I know lots of people that have been trying to lose weight for years - they show up at the gym everyday to do low-intensity cardio and they never lose any weight. It's generally because of what they're doing on the nutrition side.

If additional weight contributes to injury, then it is easier to put more effort into nutrition to get the weight down before working on the exercise front to decrease injury potential. Then you can get the two working in parallel.

adventure 07-28-2013 06:30 PM

You don't mention your height and weight.

However, cycling, swimming and walking are excellent means of losing weight. You also have to eat right, which can take a lot of discipline given the temptations around us.

All of the exercises I mentioned place less stress on your joints.

Quote:

Originally Posted by hoppy123 (Post 7603749)
I am 50 and have been out of shape since 30 . I started playing again for the last 18 months and got to about a 3.5 -4 due to lessons from a awesome coach . Any way the last say 4 month been playing in a league with younger people and have been playing really aggressive all out for about 90 mins. I had a leg/muscle injury a few weeks a ago got over that now i got Plantar Fasciitis . Its awesome excercise and love it but hate the injuries . Any suggestion maybe better conditioning or try to lose more weight first ? Or do i have to play double with the seniors LOL !


WildVolley 07-28-2013 06:37 PM

Losing weight doesn't preclude doing workouts to prevent injury.

I'm a big believer in weight lifting for the older player to prevent injuries. Over all strengthening will allow you to play harder with less chance of stress and strain. Do basic compound exercises to start out.

Raul_SJ 07-28-2013 10:55 PM

Quote:

Originally Posted by movdqa (Post 7613625)
Getting to a healthy weight is more about nutrition than exercise. Tennis is a good sport to burn calories, probably better than running; but you do risk injuries with the extra weight.

Running is much better than tennis for burning calories.

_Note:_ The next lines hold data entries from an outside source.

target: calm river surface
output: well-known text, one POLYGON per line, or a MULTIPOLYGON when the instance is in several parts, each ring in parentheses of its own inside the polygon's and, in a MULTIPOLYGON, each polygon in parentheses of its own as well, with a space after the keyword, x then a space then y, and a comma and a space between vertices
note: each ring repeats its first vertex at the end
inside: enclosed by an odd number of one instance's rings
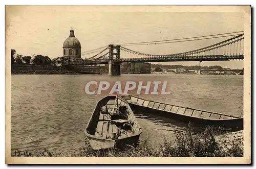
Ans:
MULTIPOLYGON (((84 129, 97 102, 103 95, 87 95, 91 81, 167 81, 170 95, 141 97, 243 115, 243 76, 194 75, 12 75, 11 147, 72 152, 84 145, 84 129)), ((186 124, 157 115, 137 114, 143 132, 140 140, 157 142, 173 137, 171 130, 186 124)))

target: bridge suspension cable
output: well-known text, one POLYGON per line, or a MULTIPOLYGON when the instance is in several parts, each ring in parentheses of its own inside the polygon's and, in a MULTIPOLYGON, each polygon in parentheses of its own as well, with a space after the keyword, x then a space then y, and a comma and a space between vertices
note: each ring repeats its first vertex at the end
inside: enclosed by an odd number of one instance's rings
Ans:
MULTIPOLYGON (((133 42, 133 43, 120 43, 120 44, 115 44, 115 45, 126 45, 128 44, 140 44, 140 43, 154 43, 156 42, 165 42, 169 41, 174 41, 174 40, 185 40, 185 39, 195 39, 195 38, 203 38, 206 37, 210 37, 210 36, 216 36, 219 35, 227 35, 227 34, 237 34, 237 33, 241 33, 243 32, 243 31, 237 31, 237 32, 232 32, 229 33, 225 33, 222 34, 218 34, 214 35, 205 35, 205 36, 195 36, 189 38, 179 38, 179 39, 168 39, 168 40, 157 40, 157 41, 147 41, 147 42, 133 42)), ((230 36, 233 36, 234 35, 230 35, 230 36)))
POLYGON ((239 35, 240 34, 234 34, 232 35, 225 35, 225 36, 221 36, 218 37, 208 37, 201 39, 188 39, 188 40, 177 40, 174 41, 167 41, 167 42, 156 42, 156 43, 143 43, 143 44, 125 44, 123 45, 124 46, 137 46, 137 45, 148 45, 148 44, 164 44, 164 43, 177 43, 177 42, 188 42, 191 41, 197 41, 197 40, 205 40, 205 39, 215 39, 215 38, 223 38, 226 37, 229 37, 232 36, 239 35))
POLYGON ((84 55, 95 53, 95 52, 96 52, 97 51, 100 51, 100 50, 101 50, 101 49, 103 49, 103 48, 106 47, 108 47, 108 46, 106 45, 106 46, 102 46, 102 47, 98 47, 97 49, 95 49, 93 50, 89 50, 89 51, 86 51, 84 52, 83 52, 81 54, 81 55, 84 55))

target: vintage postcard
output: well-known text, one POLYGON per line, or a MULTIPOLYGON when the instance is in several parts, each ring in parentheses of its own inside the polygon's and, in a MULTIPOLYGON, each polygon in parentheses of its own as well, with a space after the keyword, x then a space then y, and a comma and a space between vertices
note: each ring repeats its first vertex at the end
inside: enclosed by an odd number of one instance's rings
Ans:
POLYGON ((250 164, 250 6, 6 6, 6 163, 250 164))

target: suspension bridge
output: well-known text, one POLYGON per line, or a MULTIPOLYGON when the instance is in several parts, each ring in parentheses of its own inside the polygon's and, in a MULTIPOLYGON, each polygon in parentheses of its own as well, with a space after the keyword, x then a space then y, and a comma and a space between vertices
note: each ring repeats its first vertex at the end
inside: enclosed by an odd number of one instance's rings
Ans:
MULTIPOLYGON (((122 62, 202 62, 242 60, 244 59, 243 43, 244 34, 241 33, 206 47, 167 55, 145 54, 132 50, 121 45, 110 44, 92 57, 82 60, 74 59, 72 61, 66 62, 63 64, 74 66, 108 64, 109 74, 119 75, 120 65, 122 62), (121 57, 120 51, 133 55, 134 57, 122 58, 121 57)), ((131 43, 131 45, 133 45, 133 43, 131 43)))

My experience is that a typical rec player would have to play at least an hour of singles (usually more) to equal the calorie burn of a 30 minute 5K run

movdqa 07-29-2013 06:15 AM

> My experience is that a typical rec player would
> have to play at least an hour of singles (usually
> more) to equal the calorie burn of a 30 minute 5K run

Tennis is more of an interval sport and I think that the science is with me in that interval workouts burn more calories than aerobic activities. Part of that is elevated metabolism well after the actual activity.

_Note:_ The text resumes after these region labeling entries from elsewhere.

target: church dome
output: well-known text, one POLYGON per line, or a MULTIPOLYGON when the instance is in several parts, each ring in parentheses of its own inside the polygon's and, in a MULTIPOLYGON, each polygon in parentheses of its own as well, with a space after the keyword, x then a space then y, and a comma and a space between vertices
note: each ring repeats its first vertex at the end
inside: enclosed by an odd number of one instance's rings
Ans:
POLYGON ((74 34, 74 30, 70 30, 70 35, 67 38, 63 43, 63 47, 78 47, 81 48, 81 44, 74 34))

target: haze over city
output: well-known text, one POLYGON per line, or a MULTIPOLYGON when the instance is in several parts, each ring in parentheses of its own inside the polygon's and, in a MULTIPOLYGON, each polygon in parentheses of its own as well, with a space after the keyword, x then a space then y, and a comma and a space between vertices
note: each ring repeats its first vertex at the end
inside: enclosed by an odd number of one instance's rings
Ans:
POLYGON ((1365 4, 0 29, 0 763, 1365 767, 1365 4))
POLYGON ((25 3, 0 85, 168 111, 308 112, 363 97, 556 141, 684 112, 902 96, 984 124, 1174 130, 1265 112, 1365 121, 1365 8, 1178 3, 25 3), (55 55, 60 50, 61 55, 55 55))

http://www.t-nation.com/free_online_...hy_of_fat_loss

DirtBaller4 07-29-2013 07:01 AM

It's all about balancing your nutrition input Vs. burn rate of said nutrition. The guys I know that have had the most amazing bodies all have very strict diets.

Try eating smaller portions 5 times a day and makes sure it's low fat, high protein and some fiber. This keeps your engine running all day slowly feeding your recycling center makes it run smoother than just throwing down two huge meals a day like most people.

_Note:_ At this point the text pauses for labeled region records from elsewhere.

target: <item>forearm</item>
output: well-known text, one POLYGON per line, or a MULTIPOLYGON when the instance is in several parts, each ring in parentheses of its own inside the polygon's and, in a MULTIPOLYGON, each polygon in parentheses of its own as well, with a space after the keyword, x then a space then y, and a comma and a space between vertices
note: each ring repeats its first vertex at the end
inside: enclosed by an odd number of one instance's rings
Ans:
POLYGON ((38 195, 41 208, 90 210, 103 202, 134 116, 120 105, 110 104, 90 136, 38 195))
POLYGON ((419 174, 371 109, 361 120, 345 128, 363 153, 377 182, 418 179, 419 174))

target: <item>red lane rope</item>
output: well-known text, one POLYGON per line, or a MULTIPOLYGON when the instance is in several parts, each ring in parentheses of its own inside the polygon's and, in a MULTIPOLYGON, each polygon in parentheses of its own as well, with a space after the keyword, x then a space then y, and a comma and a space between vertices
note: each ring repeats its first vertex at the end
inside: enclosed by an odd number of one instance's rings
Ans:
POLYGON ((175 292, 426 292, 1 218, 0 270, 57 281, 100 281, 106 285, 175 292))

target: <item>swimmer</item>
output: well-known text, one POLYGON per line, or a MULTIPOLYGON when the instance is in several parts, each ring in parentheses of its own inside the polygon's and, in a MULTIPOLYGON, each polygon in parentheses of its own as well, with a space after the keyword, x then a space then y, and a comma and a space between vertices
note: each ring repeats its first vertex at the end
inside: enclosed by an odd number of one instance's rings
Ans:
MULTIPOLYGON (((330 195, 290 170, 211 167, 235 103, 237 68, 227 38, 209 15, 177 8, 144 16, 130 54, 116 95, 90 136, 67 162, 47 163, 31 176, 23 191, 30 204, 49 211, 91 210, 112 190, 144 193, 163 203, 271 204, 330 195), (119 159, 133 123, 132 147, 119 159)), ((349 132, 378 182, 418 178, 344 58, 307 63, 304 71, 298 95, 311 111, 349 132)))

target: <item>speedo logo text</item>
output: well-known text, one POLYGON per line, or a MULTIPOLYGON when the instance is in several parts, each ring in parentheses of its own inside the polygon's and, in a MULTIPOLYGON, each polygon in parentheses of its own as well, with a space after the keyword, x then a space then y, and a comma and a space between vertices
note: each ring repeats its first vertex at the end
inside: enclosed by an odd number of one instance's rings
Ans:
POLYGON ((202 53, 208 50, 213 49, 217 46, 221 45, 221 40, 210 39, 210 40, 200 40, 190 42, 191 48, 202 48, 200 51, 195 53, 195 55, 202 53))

Next you have to hydrate properly with either straight water of a good sugar free electrolyte mix. I try to drink 3 liters a day, 4 if I am playing singles in the heat.

A brisk 15-20 minute workout every day on top of tennis 3 times a week should be sufficient to lose weight as long as you are serious about what you eat.

I like to use my hydraulic stepper in the morning for 5 or 10 minutes to warm up. This keeps the burn going in my legs all day long!

This is the one I have, and it blows your legs up! If you can do this bad boy for 10 minutes a day and throw in 5 minutes of push ups, you will see and feel a difference in your fitness level very soon.


superdave3 07-29-2013 01:29 PM

The PF you are suffering may be the result of a common affliction of us over 50 folks, which is fallen arches in your feet. I know this happened to me and a couple other over 50 players I know. While there are some exercises and stretches that will help, you might want to have a podiatrist check you out. The solution for me and the others I talked about were custom made orthodics, which solved it in a few weeks. As your feet flatten it causes the tendons and ligaments to stretch more and that can lead to PF.